Leila Salazar, an Amazon Watch organizer, said confronting the oil companies at an international event such as NAPE Expo was a first for the Peruvians.

“The indigenous leaders, in their traditional dress, crowns and necklaces, really stood out in a meeting like this,” she said.

The Indian representatives went to Perupetro’s display booth on Friday. Salazar said that through interpreters they pointed out to company officials and interested bidders that Perupetro’s own maps of available concession areas failed to show that many of those areas are off-limits to exploration.

They and their environmentalist colleagues met Perupetro’s chairman, Daniel Saba De Andrea, who Salazar said promised to review their concerns. Perupetro did not respond to several requests from the Tribune to comment for this story.

`Dangerous’ move, critic says

The Perupetro Web site indicates it will grant concessions to winning bidders in July. If they come to pass, said Moskovits, they likely will spell doom to the flora, fauna and people in the concession areas.

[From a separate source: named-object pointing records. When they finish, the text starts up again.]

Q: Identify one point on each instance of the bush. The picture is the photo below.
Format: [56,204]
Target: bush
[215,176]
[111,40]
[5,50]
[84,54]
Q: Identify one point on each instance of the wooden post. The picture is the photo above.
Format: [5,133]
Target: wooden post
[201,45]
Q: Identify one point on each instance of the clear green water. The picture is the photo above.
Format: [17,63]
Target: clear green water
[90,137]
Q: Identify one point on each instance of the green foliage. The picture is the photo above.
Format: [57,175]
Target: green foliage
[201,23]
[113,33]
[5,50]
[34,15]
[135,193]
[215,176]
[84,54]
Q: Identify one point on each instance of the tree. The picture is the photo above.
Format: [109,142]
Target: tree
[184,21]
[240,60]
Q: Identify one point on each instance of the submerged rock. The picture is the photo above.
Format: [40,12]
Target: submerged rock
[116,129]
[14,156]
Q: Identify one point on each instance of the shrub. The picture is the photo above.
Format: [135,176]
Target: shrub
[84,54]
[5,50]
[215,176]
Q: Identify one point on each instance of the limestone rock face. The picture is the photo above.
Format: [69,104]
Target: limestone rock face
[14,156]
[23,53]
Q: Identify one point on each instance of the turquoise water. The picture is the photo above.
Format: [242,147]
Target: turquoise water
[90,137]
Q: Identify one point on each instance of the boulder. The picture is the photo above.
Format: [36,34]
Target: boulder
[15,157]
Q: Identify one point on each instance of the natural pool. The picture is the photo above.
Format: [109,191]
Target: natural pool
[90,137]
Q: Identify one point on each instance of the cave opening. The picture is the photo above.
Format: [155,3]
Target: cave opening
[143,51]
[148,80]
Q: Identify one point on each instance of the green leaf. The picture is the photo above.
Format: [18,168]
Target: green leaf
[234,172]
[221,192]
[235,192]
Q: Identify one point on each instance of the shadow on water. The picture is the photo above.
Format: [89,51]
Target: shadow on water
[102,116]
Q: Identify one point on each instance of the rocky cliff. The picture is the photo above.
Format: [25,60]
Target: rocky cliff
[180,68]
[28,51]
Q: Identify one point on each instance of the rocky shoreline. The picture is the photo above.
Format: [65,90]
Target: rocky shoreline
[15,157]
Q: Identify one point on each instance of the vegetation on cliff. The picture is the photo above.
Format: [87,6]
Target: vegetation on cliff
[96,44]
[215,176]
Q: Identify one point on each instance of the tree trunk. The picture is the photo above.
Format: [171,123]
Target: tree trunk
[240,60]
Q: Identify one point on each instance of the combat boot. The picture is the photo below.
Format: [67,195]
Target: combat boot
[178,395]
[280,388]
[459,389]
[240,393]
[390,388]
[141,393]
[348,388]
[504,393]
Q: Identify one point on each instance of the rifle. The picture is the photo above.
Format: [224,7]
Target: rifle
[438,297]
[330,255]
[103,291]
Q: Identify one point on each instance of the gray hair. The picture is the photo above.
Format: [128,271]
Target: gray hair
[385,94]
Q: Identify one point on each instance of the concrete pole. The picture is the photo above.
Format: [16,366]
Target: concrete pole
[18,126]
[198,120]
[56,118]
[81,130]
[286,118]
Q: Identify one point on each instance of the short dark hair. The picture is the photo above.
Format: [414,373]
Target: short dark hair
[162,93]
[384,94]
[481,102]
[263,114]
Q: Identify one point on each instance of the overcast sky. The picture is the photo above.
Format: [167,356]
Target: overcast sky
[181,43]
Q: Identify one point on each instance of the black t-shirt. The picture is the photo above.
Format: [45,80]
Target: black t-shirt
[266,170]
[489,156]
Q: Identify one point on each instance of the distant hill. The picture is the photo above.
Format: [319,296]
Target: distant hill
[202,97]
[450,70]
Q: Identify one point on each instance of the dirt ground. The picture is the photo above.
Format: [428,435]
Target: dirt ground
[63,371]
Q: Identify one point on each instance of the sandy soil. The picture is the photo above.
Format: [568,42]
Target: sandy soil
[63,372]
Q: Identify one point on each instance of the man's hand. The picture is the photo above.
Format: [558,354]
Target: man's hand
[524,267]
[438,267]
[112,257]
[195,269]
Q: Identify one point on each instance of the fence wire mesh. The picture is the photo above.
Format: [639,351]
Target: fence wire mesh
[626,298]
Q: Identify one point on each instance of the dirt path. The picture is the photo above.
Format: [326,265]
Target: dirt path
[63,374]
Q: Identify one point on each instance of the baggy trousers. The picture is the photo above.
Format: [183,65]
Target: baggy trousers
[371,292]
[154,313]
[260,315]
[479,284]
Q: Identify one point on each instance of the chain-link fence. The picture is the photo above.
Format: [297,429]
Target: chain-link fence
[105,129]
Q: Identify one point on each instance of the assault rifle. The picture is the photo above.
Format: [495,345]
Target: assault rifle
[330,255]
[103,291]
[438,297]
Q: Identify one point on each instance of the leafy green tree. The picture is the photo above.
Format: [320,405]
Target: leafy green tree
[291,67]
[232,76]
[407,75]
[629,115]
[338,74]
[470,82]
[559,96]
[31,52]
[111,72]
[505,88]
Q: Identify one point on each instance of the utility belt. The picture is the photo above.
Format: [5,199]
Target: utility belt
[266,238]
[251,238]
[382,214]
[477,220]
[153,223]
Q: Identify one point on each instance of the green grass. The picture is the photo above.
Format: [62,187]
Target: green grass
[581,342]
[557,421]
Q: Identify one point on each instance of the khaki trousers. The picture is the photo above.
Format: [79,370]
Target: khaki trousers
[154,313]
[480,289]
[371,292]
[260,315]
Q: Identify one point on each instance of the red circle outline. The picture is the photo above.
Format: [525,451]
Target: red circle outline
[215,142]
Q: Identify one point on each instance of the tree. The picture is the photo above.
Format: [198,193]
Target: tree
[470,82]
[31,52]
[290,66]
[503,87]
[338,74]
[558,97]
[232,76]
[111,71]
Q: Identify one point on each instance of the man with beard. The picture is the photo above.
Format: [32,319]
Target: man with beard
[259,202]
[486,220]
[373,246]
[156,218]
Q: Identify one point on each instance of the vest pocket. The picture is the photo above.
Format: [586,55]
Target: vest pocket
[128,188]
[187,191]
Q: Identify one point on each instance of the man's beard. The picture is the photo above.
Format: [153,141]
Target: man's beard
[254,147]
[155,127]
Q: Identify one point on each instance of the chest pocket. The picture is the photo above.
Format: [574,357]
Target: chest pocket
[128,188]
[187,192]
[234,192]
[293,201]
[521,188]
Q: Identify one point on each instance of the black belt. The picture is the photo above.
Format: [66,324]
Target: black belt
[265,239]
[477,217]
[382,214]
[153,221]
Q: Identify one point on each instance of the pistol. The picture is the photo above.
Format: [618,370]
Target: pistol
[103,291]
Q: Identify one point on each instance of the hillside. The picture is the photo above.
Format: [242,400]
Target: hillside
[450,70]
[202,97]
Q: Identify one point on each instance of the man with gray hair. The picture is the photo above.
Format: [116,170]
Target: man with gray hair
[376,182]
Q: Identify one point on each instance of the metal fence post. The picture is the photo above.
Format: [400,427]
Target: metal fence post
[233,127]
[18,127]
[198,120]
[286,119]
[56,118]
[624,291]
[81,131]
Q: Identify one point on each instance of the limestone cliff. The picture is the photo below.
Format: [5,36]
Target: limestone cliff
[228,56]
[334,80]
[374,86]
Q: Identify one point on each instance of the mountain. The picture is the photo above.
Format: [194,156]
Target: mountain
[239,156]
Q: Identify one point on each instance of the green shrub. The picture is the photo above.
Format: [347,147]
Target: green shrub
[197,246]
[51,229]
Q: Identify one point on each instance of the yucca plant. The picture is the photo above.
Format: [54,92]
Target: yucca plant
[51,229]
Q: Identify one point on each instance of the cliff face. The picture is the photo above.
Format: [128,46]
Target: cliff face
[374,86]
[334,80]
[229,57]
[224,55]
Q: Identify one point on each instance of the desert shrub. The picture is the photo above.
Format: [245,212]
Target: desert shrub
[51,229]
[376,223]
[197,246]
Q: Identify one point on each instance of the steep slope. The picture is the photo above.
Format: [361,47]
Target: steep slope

“The oil concessions are really dangerous,” she said.

Oil operations have made wastelands out of large parts of the Amazon basin in the last 50 years, she said, leaving behind destroyed environments while creating no permanent wealth for locals.

“It has been deadly for uncontacted people and indigenous people who have no immunity when they are exposed to Western diseases brought by oil workers, and who lose all of their traditional hunting and fishing grounds,” she said.

Moskovits said she is particularly concerned about the Sierra del Divisor region where Field Museum and Peruvian scientists did a biological inventory in August 2005.

“It’s an area of terrific scientific and cultural value, of the highest conservation priority imaginable,” she said.

“These are not big, important oil reserves that they find in these places, but we destroy everything in these environments to get at it. How much do we actually get for the price of destroying something forever?”